This is from a map found on the net:
Ypu can download it from https://www.flickriver.com/photos/124446949@N06/49078963546/
Otherwise you can refer to the cropped portions below.
The blue color indicates the IMR and the orange indicates the GIPR.
More basic history can be seen here:
https://wiki.fibis.org/w/Indian_Midland_Railway
The IMR was short-lived and existed only from 1885 to 1900 when it was absorbed by the GIPR. This particular map seems to be from the 1890s.
The station presently known as Bina was then known as Etawah or Itawa. Note the other old spellings such as Cawnpoor.
We can also see that the Agra-Mathura-Delhi line was not built yet. But one could go from Agra to Tundla and then to Delhi. Indeed, during the 1890s the GIP trains from Bombay to Delhi did follow this route.
And the BBCIR had not advanced much from Baroda towards Delhi. But it was also a regular practice for travelers from Bombay to Delhi to travel to Ahmedabad and then by MG to Delhi.
This box item from the IMR map has some points of interest:
It lists out the lines which existed then, including “Etawah” to Saugor, i.e. Bina to Saugor, though the extension to Katni was completed later.
The “Comparison of Distances” provides insight into the rivalry of different companies connecting the same pairs of cities. In later years the BBCI and GIP kept trying to show that their services between Bombay and Delhi/Punjab were better. This ended only when the railways were regrouped to form the WR, CR etc in the early 1950s.

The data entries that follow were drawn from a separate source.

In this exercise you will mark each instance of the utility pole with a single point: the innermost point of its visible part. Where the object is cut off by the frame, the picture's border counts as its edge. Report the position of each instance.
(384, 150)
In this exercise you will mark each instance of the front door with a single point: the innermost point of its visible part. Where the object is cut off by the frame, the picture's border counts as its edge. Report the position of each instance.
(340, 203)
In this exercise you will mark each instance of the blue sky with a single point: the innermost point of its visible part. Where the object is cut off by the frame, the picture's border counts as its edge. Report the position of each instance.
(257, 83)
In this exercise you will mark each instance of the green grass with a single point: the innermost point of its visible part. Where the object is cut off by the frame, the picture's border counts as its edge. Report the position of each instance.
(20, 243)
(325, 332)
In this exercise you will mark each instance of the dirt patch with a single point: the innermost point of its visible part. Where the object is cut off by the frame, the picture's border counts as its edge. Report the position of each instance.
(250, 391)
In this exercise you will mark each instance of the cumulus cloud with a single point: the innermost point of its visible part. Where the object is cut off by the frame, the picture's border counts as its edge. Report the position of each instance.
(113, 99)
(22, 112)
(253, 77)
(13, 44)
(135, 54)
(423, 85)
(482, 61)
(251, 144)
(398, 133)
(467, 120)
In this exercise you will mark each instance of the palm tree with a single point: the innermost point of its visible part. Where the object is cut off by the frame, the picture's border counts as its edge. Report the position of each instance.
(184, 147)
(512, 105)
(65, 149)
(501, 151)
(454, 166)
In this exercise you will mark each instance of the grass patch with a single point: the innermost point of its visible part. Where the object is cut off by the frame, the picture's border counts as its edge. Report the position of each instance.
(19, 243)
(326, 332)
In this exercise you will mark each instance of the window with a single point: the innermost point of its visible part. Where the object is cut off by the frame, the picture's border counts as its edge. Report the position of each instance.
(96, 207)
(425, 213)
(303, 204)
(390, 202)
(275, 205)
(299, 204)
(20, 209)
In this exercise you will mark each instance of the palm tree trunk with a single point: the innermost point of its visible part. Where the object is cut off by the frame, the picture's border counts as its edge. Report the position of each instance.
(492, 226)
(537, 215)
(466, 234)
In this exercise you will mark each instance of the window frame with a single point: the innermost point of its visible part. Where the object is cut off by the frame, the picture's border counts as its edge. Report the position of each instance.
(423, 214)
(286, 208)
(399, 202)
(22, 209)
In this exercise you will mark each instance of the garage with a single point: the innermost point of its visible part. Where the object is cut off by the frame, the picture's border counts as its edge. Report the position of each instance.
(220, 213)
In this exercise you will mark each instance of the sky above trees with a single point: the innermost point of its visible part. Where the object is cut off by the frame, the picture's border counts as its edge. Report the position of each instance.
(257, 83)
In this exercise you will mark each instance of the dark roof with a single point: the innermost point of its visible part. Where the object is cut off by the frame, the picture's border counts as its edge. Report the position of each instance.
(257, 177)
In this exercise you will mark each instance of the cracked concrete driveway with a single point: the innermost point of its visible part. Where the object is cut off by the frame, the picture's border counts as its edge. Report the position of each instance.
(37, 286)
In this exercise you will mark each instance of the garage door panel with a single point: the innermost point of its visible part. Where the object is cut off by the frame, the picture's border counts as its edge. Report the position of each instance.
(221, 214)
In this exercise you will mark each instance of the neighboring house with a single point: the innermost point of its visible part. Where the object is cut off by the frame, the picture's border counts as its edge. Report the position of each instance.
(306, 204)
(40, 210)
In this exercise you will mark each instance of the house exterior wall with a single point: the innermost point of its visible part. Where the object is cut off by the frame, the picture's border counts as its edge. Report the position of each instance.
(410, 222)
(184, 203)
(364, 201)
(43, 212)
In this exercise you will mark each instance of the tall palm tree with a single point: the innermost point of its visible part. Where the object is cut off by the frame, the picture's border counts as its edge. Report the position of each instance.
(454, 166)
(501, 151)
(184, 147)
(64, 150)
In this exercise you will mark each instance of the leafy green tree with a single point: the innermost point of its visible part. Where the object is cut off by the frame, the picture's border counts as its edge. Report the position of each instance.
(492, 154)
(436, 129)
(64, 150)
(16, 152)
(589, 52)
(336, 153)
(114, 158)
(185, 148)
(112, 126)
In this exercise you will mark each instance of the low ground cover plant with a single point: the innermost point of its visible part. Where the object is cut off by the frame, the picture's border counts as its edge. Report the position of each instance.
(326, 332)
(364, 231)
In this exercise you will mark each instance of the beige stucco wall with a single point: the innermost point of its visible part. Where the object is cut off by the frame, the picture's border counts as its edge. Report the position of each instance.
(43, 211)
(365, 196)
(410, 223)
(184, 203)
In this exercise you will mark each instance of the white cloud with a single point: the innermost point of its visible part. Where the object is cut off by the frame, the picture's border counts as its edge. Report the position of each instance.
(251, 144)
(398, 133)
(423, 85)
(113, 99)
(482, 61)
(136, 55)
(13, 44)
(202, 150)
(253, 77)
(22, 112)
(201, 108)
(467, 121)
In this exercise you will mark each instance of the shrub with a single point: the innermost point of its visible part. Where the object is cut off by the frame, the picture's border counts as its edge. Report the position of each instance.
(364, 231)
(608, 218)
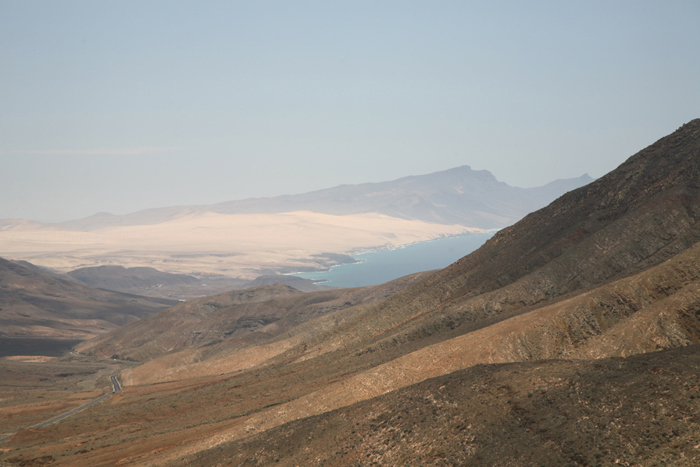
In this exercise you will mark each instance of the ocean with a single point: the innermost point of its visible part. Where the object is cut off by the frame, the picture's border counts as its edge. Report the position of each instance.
(377, 267)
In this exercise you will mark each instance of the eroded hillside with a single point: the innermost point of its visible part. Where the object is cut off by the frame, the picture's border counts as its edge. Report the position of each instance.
(608, 270)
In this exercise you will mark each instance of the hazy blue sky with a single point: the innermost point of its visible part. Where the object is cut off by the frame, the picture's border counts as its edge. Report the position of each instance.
(122, 105)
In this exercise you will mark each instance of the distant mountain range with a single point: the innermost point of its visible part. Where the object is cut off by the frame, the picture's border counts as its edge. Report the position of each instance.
(242, 240)
(529, 351)
(473, 198)
(36, 303)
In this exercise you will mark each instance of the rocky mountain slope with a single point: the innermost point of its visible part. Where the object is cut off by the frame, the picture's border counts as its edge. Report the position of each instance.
(235, 319)
(33, 303)
(607, 271)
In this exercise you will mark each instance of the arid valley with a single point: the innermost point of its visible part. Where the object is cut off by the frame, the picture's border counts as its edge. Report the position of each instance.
(571, 337)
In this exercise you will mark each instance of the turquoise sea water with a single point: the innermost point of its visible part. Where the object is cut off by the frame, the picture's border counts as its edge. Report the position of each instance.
(378, 267)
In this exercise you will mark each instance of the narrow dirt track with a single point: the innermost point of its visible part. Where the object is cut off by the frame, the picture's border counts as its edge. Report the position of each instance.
(116, 387)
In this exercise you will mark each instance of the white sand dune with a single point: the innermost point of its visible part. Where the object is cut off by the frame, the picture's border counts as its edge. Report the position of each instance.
(238, 245)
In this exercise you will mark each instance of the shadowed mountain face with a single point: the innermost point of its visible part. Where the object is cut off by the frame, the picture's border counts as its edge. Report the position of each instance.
(33, 303)
(456, 196)
(609, 270)
(151, 282)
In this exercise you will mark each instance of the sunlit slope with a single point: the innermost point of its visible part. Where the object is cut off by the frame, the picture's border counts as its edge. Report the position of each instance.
(609, 269)
(239, 245)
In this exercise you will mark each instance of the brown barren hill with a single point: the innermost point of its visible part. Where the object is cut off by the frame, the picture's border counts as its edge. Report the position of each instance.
(606, 271)
(37, 304)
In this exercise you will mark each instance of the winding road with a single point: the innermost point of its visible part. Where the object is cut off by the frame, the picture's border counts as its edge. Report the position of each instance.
(116, 387)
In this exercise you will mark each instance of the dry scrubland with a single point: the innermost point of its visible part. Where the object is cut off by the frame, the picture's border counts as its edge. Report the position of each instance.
(235, 245)
(570, 338)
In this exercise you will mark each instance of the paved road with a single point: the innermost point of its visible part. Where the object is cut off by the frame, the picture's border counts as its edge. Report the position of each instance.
(116, 387)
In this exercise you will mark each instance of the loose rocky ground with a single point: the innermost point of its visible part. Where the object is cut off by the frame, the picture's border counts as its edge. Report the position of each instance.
(642, 410)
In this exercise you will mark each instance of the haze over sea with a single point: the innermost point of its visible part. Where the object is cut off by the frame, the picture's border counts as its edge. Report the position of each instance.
(377, 267)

Here we see that the IMR route from Bombay to Kanpur was shortest, :
1. Via Jhansi-Kanpur 830 miles (1336 km) which is the standard route today
2. Via Itarsi-Jabalpur-Allahabad-Kanpur 964 miles (1552 km)
3. Via Baroda, Ahmedabad-Delhi by MG, Delhi-Kanpur 1006 miles (1620 km)

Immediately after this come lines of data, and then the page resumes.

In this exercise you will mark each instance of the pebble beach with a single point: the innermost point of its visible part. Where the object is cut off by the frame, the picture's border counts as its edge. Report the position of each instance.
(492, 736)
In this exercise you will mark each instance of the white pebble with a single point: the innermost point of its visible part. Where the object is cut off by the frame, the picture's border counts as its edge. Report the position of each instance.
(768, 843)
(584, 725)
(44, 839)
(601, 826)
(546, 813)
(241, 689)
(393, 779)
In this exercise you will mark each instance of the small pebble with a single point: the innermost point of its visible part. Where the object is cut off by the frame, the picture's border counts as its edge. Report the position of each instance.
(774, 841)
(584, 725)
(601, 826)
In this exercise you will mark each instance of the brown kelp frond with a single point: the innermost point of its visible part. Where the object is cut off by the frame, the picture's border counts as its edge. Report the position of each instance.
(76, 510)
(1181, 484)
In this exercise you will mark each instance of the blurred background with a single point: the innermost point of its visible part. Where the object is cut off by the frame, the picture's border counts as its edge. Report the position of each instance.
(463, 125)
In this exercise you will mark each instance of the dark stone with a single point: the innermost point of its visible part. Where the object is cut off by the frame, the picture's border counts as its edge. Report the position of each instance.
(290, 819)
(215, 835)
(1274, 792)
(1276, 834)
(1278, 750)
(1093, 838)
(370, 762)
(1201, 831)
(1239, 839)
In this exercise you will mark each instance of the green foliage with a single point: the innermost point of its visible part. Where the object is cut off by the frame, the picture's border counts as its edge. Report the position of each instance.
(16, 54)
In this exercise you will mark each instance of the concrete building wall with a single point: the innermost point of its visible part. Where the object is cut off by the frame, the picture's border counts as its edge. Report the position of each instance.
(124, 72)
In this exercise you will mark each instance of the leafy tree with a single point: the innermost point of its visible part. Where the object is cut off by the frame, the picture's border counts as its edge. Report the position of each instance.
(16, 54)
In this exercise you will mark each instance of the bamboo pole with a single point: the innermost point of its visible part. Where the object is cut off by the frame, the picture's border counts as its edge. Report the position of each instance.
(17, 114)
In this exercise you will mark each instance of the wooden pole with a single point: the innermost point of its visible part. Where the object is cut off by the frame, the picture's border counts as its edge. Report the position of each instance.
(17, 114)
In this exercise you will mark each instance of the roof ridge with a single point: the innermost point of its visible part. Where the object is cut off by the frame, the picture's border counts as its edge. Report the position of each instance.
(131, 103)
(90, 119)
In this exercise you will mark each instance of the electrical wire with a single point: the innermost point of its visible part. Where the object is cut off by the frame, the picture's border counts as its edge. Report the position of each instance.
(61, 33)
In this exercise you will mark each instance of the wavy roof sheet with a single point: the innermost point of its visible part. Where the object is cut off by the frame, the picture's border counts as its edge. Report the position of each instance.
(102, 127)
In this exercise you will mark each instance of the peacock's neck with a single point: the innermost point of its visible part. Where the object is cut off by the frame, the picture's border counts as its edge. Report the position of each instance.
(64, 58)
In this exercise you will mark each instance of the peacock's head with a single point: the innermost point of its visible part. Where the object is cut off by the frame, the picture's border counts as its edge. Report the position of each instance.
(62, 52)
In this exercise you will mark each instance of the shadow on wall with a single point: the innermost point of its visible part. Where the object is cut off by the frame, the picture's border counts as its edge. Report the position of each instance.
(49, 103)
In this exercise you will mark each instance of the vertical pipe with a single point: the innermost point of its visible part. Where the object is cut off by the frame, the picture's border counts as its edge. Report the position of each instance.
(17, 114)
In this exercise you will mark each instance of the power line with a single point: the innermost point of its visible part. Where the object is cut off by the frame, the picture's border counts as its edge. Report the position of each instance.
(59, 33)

And similarly for Bombay to Agra:
1. Via Jhansi-Agra 830* miles (1336 km) which is the standard route today
* So Jhansi-Agra and Jhansi-Kanpur are the same distance?

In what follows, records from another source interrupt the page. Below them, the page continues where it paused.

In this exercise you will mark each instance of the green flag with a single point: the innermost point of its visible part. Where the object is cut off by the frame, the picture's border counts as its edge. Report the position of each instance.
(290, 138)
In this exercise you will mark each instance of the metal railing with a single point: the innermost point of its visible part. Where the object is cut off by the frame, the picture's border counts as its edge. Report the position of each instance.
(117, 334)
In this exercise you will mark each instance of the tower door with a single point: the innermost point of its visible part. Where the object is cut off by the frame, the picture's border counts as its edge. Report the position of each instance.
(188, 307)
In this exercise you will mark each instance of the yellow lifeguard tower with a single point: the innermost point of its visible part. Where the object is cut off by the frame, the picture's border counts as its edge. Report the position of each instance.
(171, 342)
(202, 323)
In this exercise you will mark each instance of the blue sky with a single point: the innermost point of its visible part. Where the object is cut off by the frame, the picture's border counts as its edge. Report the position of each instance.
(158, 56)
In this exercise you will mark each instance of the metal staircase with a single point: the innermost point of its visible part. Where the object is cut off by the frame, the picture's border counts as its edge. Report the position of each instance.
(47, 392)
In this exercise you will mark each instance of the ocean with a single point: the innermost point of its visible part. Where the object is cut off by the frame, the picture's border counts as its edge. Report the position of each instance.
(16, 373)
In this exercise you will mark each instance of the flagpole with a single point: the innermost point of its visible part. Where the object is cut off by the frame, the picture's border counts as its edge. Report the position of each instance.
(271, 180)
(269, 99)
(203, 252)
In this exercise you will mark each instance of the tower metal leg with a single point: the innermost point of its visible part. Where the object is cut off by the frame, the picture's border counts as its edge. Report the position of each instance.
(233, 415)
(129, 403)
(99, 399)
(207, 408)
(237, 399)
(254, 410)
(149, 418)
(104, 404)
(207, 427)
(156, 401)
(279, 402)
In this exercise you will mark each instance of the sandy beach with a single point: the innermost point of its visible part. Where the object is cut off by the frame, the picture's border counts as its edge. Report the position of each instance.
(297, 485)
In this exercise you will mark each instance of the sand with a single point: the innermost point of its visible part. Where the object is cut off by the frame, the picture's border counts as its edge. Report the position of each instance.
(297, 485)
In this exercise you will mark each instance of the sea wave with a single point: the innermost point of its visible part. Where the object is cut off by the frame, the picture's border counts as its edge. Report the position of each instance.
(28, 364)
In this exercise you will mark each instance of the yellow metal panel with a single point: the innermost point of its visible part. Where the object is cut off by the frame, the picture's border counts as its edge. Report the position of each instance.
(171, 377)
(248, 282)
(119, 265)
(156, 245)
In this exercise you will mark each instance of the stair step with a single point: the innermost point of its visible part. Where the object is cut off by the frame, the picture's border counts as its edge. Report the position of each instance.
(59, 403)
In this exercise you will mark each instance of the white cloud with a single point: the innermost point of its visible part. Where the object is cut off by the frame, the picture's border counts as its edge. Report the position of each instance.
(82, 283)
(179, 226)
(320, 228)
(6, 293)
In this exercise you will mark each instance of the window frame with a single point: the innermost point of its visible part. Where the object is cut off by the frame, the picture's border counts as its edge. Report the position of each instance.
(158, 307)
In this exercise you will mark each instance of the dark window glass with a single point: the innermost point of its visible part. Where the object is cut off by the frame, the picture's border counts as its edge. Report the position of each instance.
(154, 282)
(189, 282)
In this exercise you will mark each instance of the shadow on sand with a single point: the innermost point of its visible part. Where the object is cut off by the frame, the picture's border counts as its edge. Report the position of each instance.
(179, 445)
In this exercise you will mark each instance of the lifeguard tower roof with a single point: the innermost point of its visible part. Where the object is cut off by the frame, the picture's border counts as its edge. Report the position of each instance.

2. Via Itarsi-Jabalpur-Allahabad-Tundla-Agra 1123 miles (1808 km)
3. Via Baroda, Ahmedabad-Bandikui-Agra by MG 849 miles (1367 km)
Once the BBCIR got going and completed the Baroda-Mathura section by around 1910, they clearly had a shorter route between Bombay and Delhi.
The GIPR and EIR met at Jabalpur (Jubbulpore in those days). By the 1920s the Allahabad-Jabalpur section was transferred to the GIPR.
Some jokes from those days:
GIP stood for “Great Improvement Possible”
BBCI stood for “Beastly, Bad and Cannot Improve”
Then there were “Bribes Never Refused”, “Mails Slowly Moving” and “Sambar Idli Railway” which you should be able to guess.
However, the EIR escaped these nicknames.
Liked this wrte-up and the snippets from history.